Aunque trabajé poco tiempo en la industria de la moda, fue en mi transición a las industrias creativas donde me sorprendió descubrir que El diablo viste a la moda decía más sobre mi vida y la de mi entorno de lo que las distancias geográficas o de contexto hubieran hecho pensar. Tal vez por eso me interesé en habitar la academia y mirar la cultura desde allí: con la intención de incidir en las prácticas desde el análisis.

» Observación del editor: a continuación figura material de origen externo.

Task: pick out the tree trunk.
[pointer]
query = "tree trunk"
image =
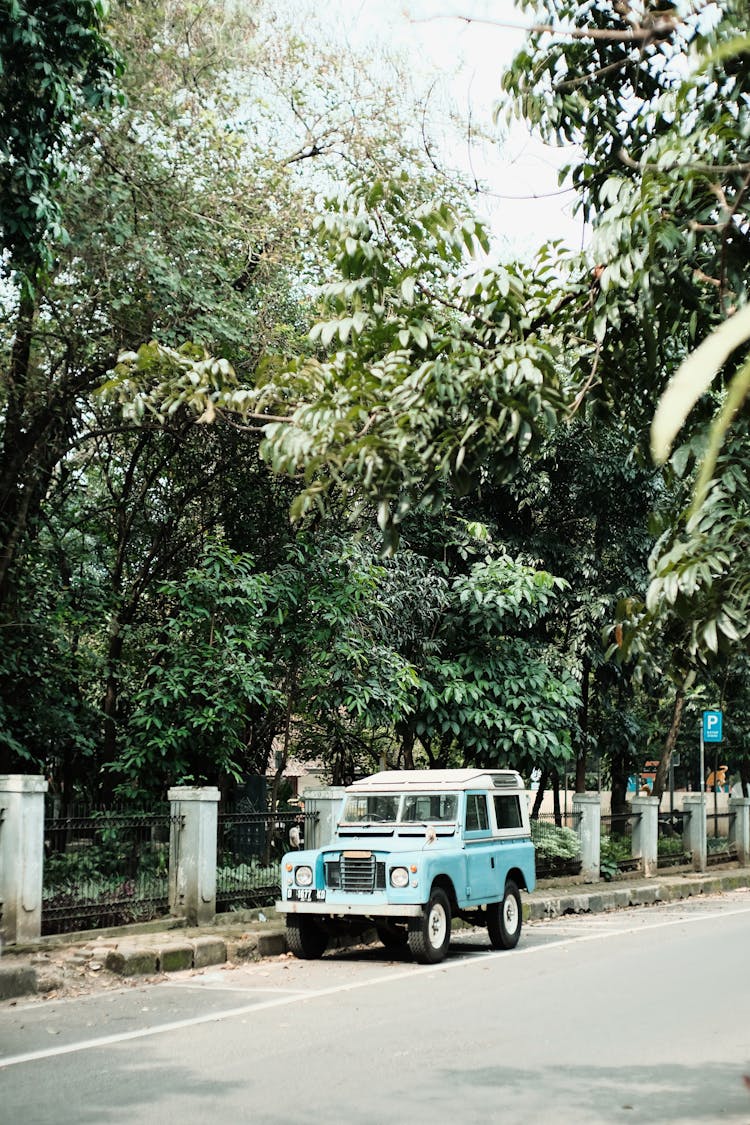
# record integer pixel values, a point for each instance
(556, 799)
(620, 807)
(408, 738)
(540, 793)
(583, 750)
(662, 768)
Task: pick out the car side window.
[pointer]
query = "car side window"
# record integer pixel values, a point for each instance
(477, 818)
(507, 811)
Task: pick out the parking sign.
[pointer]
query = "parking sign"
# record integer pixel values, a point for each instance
(712, 726)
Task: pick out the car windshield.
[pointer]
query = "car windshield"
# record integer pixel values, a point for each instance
(400, 808)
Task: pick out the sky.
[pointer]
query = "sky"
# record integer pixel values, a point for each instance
(526, 206)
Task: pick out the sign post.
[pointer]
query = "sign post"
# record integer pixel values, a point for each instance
(711, 731)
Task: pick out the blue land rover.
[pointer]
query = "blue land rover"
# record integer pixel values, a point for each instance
(413, 849)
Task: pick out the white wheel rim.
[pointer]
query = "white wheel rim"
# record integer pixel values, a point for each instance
(436, 926)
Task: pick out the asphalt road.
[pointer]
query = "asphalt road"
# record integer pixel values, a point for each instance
(639, 1015)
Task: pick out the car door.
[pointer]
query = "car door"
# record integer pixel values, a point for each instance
(482, 881)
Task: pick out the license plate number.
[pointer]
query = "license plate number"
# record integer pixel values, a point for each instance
(307, 894)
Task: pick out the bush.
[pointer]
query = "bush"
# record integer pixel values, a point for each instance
(553, 843)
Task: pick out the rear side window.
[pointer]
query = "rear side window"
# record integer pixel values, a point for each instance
(477, 818)
(507, 810)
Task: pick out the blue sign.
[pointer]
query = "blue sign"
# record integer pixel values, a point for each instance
(712, 726)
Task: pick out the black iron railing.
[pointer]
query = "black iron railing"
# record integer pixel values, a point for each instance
(105, 869)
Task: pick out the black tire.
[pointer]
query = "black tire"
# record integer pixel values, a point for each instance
(306, 937)
(430, 935)
(505, 918)
(394, 937)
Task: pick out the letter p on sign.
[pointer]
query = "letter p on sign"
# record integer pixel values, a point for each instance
(712, 726)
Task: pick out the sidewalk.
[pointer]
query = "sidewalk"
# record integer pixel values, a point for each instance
(72, 964)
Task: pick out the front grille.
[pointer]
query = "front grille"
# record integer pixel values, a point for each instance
(358, 874)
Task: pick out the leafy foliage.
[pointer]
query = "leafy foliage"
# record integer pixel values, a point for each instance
(55, 62)
(439, 370)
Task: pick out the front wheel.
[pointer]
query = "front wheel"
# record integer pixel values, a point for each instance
(430, 935)
(306, 937)
(504, 918)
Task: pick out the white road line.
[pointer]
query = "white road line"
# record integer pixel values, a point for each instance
(410, 972)
(229, 988)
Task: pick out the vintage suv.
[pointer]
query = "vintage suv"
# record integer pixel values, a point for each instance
(413, 849)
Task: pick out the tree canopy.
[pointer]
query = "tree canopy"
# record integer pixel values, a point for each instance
(484, 561)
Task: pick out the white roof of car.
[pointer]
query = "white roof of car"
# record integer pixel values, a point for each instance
(426, 780)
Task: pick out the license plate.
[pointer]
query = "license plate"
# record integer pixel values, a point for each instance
(306, 894)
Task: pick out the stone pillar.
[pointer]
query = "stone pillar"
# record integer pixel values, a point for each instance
(694, 829)
(322, 810)
(192, 853)
(645, 833)
(21, 856)
(739, 827)
(587, 808)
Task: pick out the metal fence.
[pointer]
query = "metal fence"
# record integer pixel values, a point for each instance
(105, 869)
(719, 848)
(250, 848)
(557, 844)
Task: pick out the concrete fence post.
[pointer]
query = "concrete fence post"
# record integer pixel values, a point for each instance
(587, 809)
(739, 827)
(21, 856)
(645, 833)
(192, 853)
(694, 829)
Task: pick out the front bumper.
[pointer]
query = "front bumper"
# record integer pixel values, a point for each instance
(352, 909)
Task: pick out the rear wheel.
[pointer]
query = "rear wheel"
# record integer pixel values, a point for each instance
(504, 919)
(306, 937)
(430, 935)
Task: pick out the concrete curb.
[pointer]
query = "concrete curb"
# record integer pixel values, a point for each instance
(142, 954)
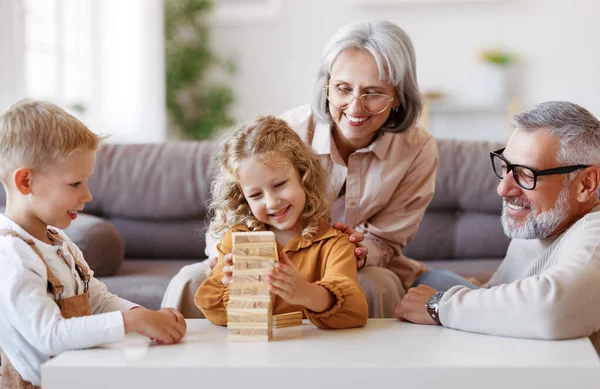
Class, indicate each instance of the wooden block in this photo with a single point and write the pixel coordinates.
(249, 308)
(287, 319)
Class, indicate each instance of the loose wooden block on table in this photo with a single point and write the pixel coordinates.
(249, 311)
(287, 319)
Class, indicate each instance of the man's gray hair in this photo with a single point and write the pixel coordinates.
(577, 129)
(394, 55)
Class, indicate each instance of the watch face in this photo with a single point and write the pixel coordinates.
(435, 299)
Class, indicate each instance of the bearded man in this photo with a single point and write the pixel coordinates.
(548, 285)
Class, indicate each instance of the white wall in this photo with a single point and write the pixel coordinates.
(11, 54)
(559, 42)
(129, 83)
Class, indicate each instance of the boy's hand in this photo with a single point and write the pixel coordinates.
(360, 252)
(285, 281)
(166, 326)
(227, 269)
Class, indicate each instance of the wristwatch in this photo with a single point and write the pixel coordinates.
(433, 306)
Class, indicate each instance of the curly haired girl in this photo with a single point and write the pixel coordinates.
(269, 180)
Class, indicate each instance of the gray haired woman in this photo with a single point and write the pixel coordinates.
(363, 124)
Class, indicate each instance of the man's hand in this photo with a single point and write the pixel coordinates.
(412, 306)
(360, 252)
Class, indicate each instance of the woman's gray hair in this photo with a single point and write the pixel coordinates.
(577, 129)
(394, 55)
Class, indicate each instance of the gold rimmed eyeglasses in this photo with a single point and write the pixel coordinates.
(341, 98)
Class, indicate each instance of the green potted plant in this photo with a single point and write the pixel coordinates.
(197, 104)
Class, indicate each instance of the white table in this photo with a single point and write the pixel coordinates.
(384, 354)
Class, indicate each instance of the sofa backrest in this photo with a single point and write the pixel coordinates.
(463, 219)
(156, 196)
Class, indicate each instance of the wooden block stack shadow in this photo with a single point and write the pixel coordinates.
(249, 312)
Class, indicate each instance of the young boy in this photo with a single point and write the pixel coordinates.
(49, 300)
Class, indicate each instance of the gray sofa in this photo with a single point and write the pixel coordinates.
(147, 218)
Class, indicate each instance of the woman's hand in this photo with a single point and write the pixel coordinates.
(360, 252)
(286, 282)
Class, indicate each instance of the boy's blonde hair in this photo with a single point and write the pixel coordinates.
(267, 140)
(35, 134)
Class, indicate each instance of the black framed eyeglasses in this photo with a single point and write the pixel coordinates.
(525, 177)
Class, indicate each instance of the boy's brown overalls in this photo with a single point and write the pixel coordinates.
(75, 306)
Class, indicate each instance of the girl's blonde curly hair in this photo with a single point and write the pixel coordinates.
(267, 140)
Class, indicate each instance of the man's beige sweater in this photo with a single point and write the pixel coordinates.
(544, 289)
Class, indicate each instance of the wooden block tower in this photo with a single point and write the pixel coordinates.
(249, 312)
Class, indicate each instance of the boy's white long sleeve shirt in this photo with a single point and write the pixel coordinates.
(544, 289)
(31, 326)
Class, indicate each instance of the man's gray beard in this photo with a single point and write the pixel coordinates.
(539, 226)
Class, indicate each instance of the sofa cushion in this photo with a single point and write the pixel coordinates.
(162, 238)
(144, 281)
(102, 245)
(166, 181)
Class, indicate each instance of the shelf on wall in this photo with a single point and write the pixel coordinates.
(421, 2)
(468, 108)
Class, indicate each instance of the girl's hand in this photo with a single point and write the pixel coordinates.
(227, 269)
(285, 281)
(360, 252)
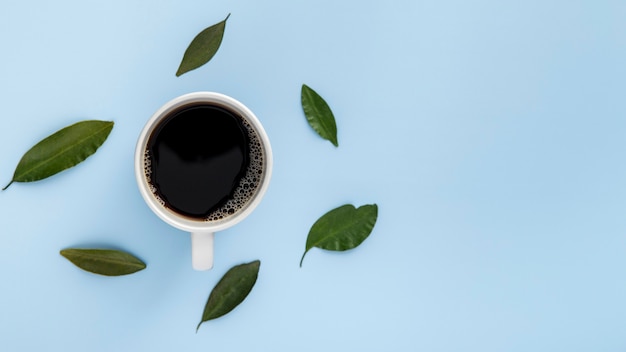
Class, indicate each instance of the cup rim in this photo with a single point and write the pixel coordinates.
(180, 221)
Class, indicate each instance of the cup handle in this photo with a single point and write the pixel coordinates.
(202, 250)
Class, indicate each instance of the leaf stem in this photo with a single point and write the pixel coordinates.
(7, 186)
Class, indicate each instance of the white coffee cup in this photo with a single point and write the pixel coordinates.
(202, 231)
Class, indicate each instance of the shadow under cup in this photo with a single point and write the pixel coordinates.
(203, 163)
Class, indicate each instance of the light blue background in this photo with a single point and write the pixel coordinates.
(490, 134)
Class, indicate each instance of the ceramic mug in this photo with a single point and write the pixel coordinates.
(184, 166)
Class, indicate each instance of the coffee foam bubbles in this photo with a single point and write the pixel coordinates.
(248, 185)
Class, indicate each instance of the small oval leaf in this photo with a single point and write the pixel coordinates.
(342, 228)
(106, 262)
(202, 48)
(61, 150)
(319, 115)
(230, 291)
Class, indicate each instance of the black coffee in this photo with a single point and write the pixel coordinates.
(204, 162)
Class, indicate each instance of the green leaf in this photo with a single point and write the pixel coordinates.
(342, 228)
(202, 48)
(107, 262)
(230, 291)
(319, 115)
(61, 150)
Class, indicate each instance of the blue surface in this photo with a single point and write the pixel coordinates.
(490, 133)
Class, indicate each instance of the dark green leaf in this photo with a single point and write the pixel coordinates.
(202, 48)
(61, 150)
(230, 291)
(319, 115)
(107, 262)
(342, 228)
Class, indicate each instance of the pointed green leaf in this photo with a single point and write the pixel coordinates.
(61, 150)
(230, 291)
(107, 262)
(202, 48)
(319, 115)
(342, 228)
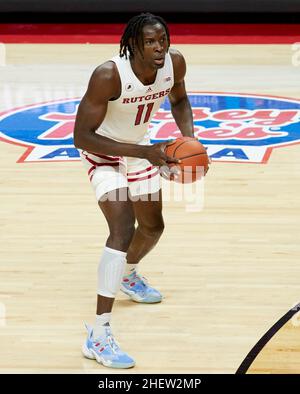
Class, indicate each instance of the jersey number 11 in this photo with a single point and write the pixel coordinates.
(141, 111)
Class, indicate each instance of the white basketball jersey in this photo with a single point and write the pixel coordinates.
(128, 117)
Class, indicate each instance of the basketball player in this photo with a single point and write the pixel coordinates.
(111, 135)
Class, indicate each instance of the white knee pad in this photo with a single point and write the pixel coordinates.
(110, 272)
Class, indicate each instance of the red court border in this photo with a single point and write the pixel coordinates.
(31, 147)
(75, 33)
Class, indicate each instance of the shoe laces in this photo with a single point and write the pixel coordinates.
(137, 277)
(111, 340)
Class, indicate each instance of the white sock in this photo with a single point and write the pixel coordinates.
(100, 323)
(129, 268)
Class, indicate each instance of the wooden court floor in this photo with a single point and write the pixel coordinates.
(227, 272)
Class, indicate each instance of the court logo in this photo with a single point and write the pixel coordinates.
(233, 127)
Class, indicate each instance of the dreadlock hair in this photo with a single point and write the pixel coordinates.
(134, 31)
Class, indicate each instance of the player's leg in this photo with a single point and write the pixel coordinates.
(148, 213)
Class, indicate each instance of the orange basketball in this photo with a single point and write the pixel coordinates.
(193, 156)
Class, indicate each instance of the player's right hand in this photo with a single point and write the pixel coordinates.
(156, 154)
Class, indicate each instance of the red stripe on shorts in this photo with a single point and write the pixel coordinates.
(140, 172)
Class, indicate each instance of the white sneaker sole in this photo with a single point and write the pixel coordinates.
(92, 355)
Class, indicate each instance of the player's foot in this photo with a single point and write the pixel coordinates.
(105, 350)
(138, 289)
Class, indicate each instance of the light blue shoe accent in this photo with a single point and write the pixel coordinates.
(105, 350)
(138, 289)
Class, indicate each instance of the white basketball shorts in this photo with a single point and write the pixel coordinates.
(108, 173)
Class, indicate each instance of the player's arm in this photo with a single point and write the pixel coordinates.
(180, 105)
(105, 85)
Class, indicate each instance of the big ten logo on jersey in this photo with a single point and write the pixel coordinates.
(45, 129)
(233, 127)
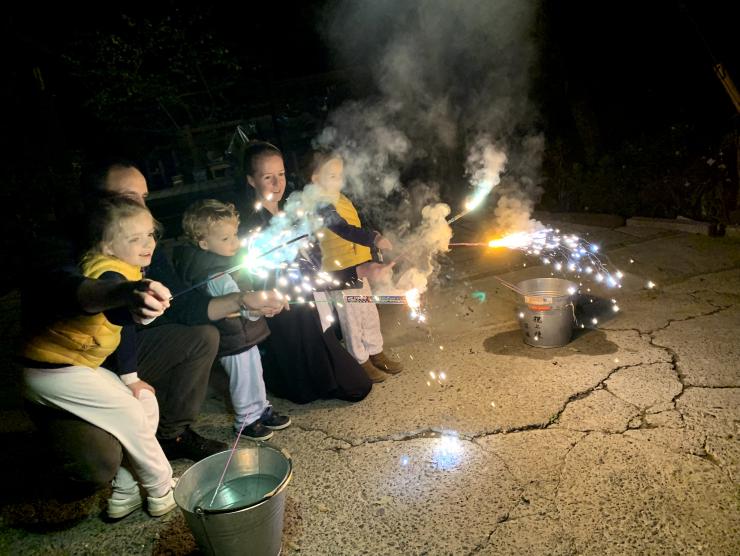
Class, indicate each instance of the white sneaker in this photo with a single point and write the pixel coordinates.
(164, 504)
(123, 502)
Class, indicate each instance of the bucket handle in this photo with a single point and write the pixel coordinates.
(202, 512)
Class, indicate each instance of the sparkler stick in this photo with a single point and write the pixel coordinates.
(236, 267)
(374, 299)
(509, 285)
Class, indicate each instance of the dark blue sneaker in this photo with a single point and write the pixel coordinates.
(274, 421)
(255, 431)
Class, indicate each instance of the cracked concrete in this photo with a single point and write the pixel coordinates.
(623, 441)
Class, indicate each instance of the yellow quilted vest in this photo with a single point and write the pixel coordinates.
(338, 253)
(85, 340)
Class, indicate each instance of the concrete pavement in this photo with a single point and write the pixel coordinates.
(625, 441)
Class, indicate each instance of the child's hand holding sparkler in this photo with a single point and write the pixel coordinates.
(377, 273)
(267, 303)
(383, 243)
(145, 299)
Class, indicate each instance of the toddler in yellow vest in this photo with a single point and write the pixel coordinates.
(345, 246)
(62, 362)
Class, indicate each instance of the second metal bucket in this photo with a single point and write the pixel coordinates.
(248, 517)
(547, 315)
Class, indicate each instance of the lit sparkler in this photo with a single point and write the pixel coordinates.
(563, 252)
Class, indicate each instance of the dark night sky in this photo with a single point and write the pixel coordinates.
(642, 64)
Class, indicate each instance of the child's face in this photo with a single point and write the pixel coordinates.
(134, 240)
(222, 238)
(330, 176)
(268, 180)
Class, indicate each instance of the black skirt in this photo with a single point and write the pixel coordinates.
(302, 363)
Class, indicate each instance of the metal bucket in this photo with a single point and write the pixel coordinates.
(246, 515)
(547, 315)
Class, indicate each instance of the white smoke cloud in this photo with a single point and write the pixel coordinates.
(449, 110)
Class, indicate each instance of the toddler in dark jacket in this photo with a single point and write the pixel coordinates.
(211, 228)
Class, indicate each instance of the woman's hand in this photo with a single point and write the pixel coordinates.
(383, 243)
(137, 387)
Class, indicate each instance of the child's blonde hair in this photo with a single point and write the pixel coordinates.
(201, 215)
(106, 217)
(317, 160)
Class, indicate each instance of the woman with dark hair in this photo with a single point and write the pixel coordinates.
(301, 361)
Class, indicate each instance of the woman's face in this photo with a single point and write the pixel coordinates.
(268, 178)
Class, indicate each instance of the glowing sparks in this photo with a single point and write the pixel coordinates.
(516, 240)
(413, 299)
(564, 252)
(448, 452)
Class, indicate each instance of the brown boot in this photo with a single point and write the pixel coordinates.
(386, 364)
(374, 374)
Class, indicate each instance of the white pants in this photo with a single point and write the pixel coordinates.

Pero también —y quizás más profundamente—, fue mientras perseguía el sueño de convertirme en doctora y ganarme un lugar en universidades de élite. En ese camino, sin darme cuenta, fui perdiéndome a mí misma. Como Andy, sacrifiqué demasiado en la búsqueda de validación en espacios donde también creí la historia de que miles de personas “matarían” por esa oportunidad.

Esta trampa comienza a gestarse en la infancia, cuando la pregunta más importante pasa a ser qué querés hacer cuando seas grande

En el libro Trabajar: Un amor no correspondido (2024), la escritora y periodista estadounidense Sarah Jaffe hace una radiografía lúcida de por qué convertir la pasión en profesión quizás sea una trampa que alimenta formas sutiles de explotación. Esto podría estar creando una nueva forma de tiranía laboral en la que asumimos con entusiasmo tareas que terminan invadiendo cada rincón de nuestra vida.

Jaffe levanta el velo sobre verdades incómodas. Primero, que esta trampa comienza a gestarse en la infancia, cuando la pregunta más importante pasa a ser qué querés hacer cuando seas grande. Como si el trabajo fuera el centro de nuestra identidad. En segundo lugar, tras exhaustivas entrevistas a profesionales de distintas disciplinas, llegó a la conclusión de que si bien pareciera que hacer algo “por amor al arte” es una presión exclusiva del ámbito creativo, en realidad esta lógica atraviesa todos los sectores.

En eso me sentí profundamente identificada. Salí de las industrias creativas para dedicarme a la academia, solo para descubrir que allí también se espera que una esté siempre produciendo más: más artículos, más conferencias, más proyectos. Porque, como dice una de las frases más populares de este mundo, “publicá o perecé”.

En mi caso, cambié de profesión varias veces y tuve muchos “trabajos soñados” a lo largo de los años, pero en ese proceso también perdí una parte de mí que nunca debería haber cedido.

La tercera verdad incómoda de la que habla Jaffe es que no se trata de buscar soluciones individuales (como nos hacen creer los gurús de TikTok). No se trata solo de “gestionar mejor el tiempo”, no es una cuestión de voluntad personal.

La salida es colectiva. Volver a poner en valor cosas que parecen pasadas de moda, como organizarse en sindicatos o, al menos, compartir nuestras experiencias con nuestras compañeras de trabajo, quizá sea el primer paso para darnos cuenta de que no estamos solas ni somos las únicas, y que el sistema también puede cambiar.

En mi caso, cambié de profesión varias veces y tuve muchos “trabajos soñados” a lo largo de los años, pero en ese proceso también perdí una parte de mí que nunca debería haber cedido. Tomé conciencia de esto hace aproximadamente un año cuando, conversando con una amiga, me di cuenta de que ya no tenía hobbies. Nada. Ni un solo momento en el calendario semanal dedicado a hacer algo sin fines productivos.

Pero no siempre fue así. Mis pasiones (escribir, actuar, leer) fueron, con el tiempo, sofisticándose y transformándose en formas de ingreso económico. Y cuando volví al mercado laboral paraguayo como trabajadora independiente, tras una larga pausa en el extranjero dedicada a mis estudios de posgrado, todo lo que no generaba dinero fue quedando fuera.

Ante esta revelación, me propuse un desafío no menor: volver a explorar qué me gusta y reconectar con el goce, como algo que pueda existir por fuera del mandato de la productividad. ¿Será el pádel? ¿Las clases de cerámica? ¿La danza? La respuesta, por ahora, sigue siendo incierta. Pero el resultado es lo que menos importa, lo que realmente me entusiasma es la posibilidad de explorarlo.